In Der liebliche Stern the music of the dancing stars carries on regardless of the poet who is shown to be only a small cog in the impartial workings of the universe, even though he obsessively believes himself to be at its epicentre. The difference between Schulze and the winter traveller is clear; the protagonist of Winterreise is blessed (or cursed) with self-knowledge, the poet of Der liebliche Stern has little idea how distorted and obsessional his relationship with life and love has become. But even he, totally self-absorbed though he is, is powerless to stop the stars in their course, and why should Schubert's music do this for him? In the presence of Nature the poet is small fry. If he were to commit suicide in the watery depths (he lacks the courage of the miller-boy) the music makes it clear that the stars would still shine, life would go on. Thus Schubert does not 'ignore the tragic hints', he comments on the puny human condition by counterpointing the poet and his environment; this throws into even greater relief Schulze's alienation from the workings of the real world as expressed by the music.
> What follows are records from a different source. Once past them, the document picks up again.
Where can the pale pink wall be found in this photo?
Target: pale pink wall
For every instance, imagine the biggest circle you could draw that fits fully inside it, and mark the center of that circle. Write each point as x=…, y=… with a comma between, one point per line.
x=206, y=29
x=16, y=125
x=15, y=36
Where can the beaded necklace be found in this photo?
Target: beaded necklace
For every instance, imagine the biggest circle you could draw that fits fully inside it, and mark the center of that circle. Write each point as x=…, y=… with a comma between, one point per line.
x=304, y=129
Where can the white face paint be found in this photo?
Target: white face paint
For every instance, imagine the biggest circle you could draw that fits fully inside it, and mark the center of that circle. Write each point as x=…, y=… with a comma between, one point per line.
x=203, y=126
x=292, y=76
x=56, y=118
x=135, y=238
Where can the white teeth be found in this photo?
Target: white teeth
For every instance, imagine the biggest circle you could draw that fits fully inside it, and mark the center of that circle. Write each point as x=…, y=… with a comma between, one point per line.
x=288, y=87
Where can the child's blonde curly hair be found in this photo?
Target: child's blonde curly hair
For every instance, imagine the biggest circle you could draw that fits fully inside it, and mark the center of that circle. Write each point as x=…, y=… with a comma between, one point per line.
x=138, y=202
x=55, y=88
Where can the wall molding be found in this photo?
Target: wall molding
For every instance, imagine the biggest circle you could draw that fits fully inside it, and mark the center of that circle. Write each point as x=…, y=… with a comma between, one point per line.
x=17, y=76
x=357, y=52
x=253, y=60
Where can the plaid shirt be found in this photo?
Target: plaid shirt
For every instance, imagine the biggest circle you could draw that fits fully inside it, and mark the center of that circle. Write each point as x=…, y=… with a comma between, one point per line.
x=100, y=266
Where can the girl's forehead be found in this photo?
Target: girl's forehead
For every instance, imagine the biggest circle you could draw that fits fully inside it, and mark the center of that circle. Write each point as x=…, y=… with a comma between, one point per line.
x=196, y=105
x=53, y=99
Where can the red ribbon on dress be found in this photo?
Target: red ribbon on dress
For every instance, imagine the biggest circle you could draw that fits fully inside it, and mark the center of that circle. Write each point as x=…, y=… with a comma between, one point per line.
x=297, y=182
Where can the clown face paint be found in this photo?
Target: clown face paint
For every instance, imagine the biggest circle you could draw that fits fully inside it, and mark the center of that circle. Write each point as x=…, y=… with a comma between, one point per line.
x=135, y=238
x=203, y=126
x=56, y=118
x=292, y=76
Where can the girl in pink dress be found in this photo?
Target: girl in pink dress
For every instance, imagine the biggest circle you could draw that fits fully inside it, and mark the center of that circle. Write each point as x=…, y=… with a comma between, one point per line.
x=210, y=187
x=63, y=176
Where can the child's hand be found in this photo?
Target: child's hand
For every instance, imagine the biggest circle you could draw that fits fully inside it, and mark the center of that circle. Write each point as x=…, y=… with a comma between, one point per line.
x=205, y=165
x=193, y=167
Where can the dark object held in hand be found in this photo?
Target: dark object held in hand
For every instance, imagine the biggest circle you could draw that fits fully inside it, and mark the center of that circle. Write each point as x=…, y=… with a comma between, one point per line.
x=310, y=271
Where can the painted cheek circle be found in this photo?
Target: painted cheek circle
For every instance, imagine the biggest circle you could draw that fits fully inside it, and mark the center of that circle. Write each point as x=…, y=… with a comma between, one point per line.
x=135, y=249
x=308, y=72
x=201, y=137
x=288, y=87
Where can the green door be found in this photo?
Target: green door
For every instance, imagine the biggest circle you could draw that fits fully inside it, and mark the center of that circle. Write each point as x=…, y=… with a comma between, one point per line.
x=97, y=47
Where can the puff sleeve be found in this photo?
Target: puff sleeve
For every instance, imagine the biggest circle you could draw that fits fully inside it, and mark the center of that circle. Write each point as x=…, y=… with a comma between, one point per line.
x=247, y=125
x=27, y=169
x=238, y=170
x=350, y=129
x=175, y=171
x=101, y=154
But this music is also subtly and deliberately distorted, precisely because it is seen through the poet's eyes. There is a confluence of musical motifs here—water music and starlight. Even the look of the music for the introduction looks unusual. There is nothing quite like these awkward figurations with their right-hand leaps (Capell called them 'dainty'!) in all Schubert. Think of how easily the water flows under the hand in Wohin?; it is as if the accompaniment for Der liebliche Stern has been composed by holding up a mirror to a more conventional piece of water music. The vocal line for the first two lines of the poem ends most unusually, with a shape for 'spielend im Meer' which falls and rises in precisely opposite places to the expected. Would 'Meer' not sound more natural set a falling fourth rather than a rising one? The left hand in the tenor register sings a strangely beguiling tune which also looks upside down; falling from its quaver anacrusis rather than rising; this cantus firmus must signify the Lorelei-like song of the beguiling star, but should this celestial melody not be made to shine in the treble? Of course not, because the work is all about reflection, and everything in this song is upside down. For Schulze, the star's only reality is beneath the water; the natural order of the universe where stars live high above the sea, is thus subverted. Schubert has created a topsy-turvy land through the looking glass which is all the more disturbing because it masquerades as reality. The singer accepts the mirror-image as the truth, but Schubert knows different, and so should we.
In the songs so far performed in this cycle, one-track-minded obsession, born of strophic song formulae, has been the order of the day: the unflinching return of the ritornello in Auf der Bruck, the self-hypnotising and repetitive choreography of Um Mitternacht. Der liebliche Stern continues the pattern. The song remains centred around the tonic chord of G major to a remarkable degree; it moves once to the minor key, once to a stentorian B flat (prophetic of Lebensmut) and in the last verse to C major for 'lasst tief in der wallenden Kühle' (this passage recalls the cool depths plumbed by the Salis-Seewis Fischerlied D562 in the same key), but the poet's theme is himself and he is always drawn back to the tonality of an unchanging viewpoint. The strophic form is skilfully and subtly modified, but always within the parameters of a world in which neither the stars nor the poet are able to change their themes. Seen in this light, Der liebliche Stern reveals itself as perhaps the most misunderstood, and falsely prettified, of all the songs of Schubert's maturity.